De outro, as contínuas retaliações desempenhadas pelo segmento branco colonizador à organização negra brasileira, a produção de espaços e dispositivos de privilégios que negam e subalternizam a presença das pessoas negras (casas-grandes, fazendas, faculdades, hospitais, leis etc.); além da produção de discursos que afirmavam sua desumanização e inferioridade e ganharam força no século XX com as formulações do racismo científico.

Lopes e Werneck (2010) destacam as estratégias desenvolvidas em diferentes níveis pela população negra a fim de garantir o autocuidado individual e coletivo desde o período escravocrata. Tratava-se da adaptação ao meio e da resistência política que foram desempenhadas contra o conjunto de opressões e crueldades praticadas pelo segmento branco colonizador do território brasileiro.

1988

Este ano foi um marco histórico para o movimento negro. Primeiro, pela passagem dos 100 anos de abolição da escravidão no Brasil, que motivou a realização de várias manifestações no país. Nesse contexto, a Constituição Federal foi promulgada por constituintes compelidos pelo movimento negro a participar deste diálogo, que trata diretamente das situações e condicionantes da discriminação racial, destacando a defesa da afirmação da igualdade, do combate aos preconceitos, do repúdio ao racismo, a defesa da pluralidade e da liberdade de culto, sendo o racismo considerado crime inafiançável e imprescritível (PAIXÃO 2003).

1990

A partir deste ano houve um considerável recuo no que se refere à disseminação do mito da democracia racial. Por um lado, devido à luta do movimento negro, que exigia que o Brasil se reconhecesse como um país racista, tendo como resultado as desigualdades raciais. Por outro lado, com o fato da produção e divulgação de indicadores sociais, que serviram de subsídios para essa discussão (PAIXÃO 2003).

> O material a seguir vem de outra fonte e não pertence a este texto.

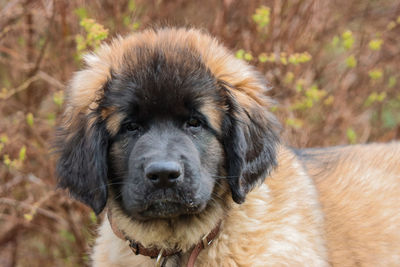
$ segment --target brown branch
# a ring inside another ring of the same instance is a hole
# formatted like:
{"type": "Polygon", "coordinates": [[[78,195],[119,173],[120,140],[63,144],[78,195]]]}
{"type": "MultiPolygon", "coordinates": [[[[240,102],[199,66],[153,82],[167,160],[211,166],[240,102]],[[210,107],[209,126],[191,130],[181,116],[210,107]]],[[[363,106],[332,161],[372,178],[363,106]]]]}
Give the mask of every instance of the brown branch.
{"type": "Polygon", "coordinates": [[[22,92],[22,91],[24,91],[24,90],[26,90],[26,89],[29,87],[29,85],[31,85],[31,83],[37,81],[38,79],[39,79],[39,76],[38,76],[38,75],[35,75],[35,76],[30,77],[30,78],[27,79],[25,82],[23,82],[20,86],[11,89],[5,96],[0,97],[0,100],[1,100],[1,99],[2,99],[2,100],[7,100],[7,99],[9,99],[10,97],[12,97],[13,95],[15,95],[15,94],[17,94],[17,93],[19,93],[19,92],[22,92]]]}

Diversas manifestações vindas da academia e do ativismo social têm apontado como as desigualdades sociais possuem um forte componente de discriminação, tendo a raça como base. Esses argumentos desmontam as ideias que reduzem a problemática das desigualdades sociais ao apresentá-las como causa exclusiva da pobreza.

Para dar conta desta questão, um conjunto de metodologias e estratégias de análise, incluindo o critério raça/cor e o impacto do racismo na saúde foi desenvolvido, permitindo a qualificação dos dados em saúde e o alcance do segmento populacional negro, comumente invisibilizado por discussões que negam a questão racial.

Esse é um dos efeitos da resistência política do movimento negro brasileiro no campo da saúde: qualificar o entendimento das condições de nascer, viver e morrer e permitir a atuação nos contextos de iniquidade racial.

Este trabalho político-intelectual converge para a qualificação da situação das infecções sexualmente transmissíveis (IST), HIV/Aids, hepatites virais (HV), micoses endêmicas (ME), tuberculose (TB) e hanseníase, que discutiremos mais adiante.

Devido a constatação de que o racismo e a discriminação racial expõem homens e mulheres a situações mais vulneráveis de adoecimento e de morte, o movimento negro brasileiro explicitou suas demandas e reivindicou a implementação de políticas públicas de forma que atendessem às especificidades desta população com equidade.